Researchers in the field of Cultural Heritage presented their scientific work. A contribution provided a sociological and technological analysis of the phenomenon. Since the illicit trade in antiquities has evolved significantly with the advent of technology, the presentation explored the ramifications of illicit antiquities e-commerce, the use of online databases, and the legislative and policy challenges posed by the intersection of technology and the illicit antiquities trade. Another contribution addressed the protection of specific typologies of cultural goods highly subject to illicit traffic. Interesting insights into the amount of items being sold online were presented; possible solutions to help discover their circulation, enhance understanding of the phenomenon, and protect them from the illicit trade were discussed.

The work of Law and Enforcement Agencies was presented by two important actors in the fight against the illicit traffic of cultural goods. One contribution highlighted the work of the Cyprus Police and the collaboration with technological partners, such as the Cyprus Institute, in developing and using advanced technologies to prevent and combat the looting of cultural heritage. Another presentation showcased the work of the Cultural Heritage Protection department of the Carabinieri Command.
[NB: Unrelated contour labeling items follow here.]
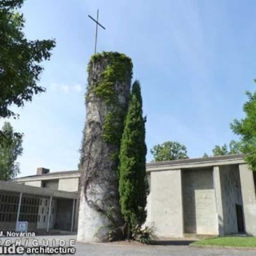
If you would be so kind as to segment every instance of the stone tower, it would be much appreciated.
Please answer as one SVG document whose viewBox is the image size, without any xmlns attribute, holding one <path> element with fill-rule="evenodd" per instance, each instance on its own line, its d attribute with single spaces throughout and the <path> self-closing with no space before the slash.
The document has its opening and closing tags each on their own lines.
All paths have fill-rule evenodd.
<svg viewBox="0 0 256 256">
<path fill-rule="evenodd" d="M 80 164 L 78 241 L 104 241 L 110 227 L 123 224 L 119 202 L 118 156 L 132 68 L 130 58 L 116 52 L 93 55 L 88 64 Z"/>
</svg>

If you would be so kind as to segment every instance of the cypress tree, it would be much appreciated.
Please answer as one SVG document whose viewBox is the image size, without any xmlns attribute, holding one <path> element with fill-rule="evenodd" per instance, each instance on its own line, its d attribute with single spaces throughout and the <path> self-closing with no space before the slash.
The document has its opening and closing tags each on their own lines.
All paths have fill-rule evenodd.
<svg viewBox="0 0 256 256">
<path fill-rule="evenodd" d="M 136 81 L 132 85 L 119 155 L 120 204 L 127 225 L 128 239 L 131 228 L 141 226 L 147 217 L 146 119 L 142 116 L 142 107 L 140 87 Z"/>
</svg>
Operational activities, investigative efforts, and in-house development of technologies detailed the successful stories carried out by the specialised department in Italy and abroad.

The session rounded up with the presentation of the ANCHISE project and its activities towards an effective protection of cultural heritage in Europe and on a global scale. The multidisciplinary and comprehensive approach and the solutions developed as a response to the challenges of combatting the looting and illicit trafficking of cultural goods were highlighted.

Finally, the presentations led to a fruitful discussion amongst the participants and speakers regarding how technologies can help in the combating of illicit trafficking of antiquities and the importance of multidisciplinary collaboration in the fight.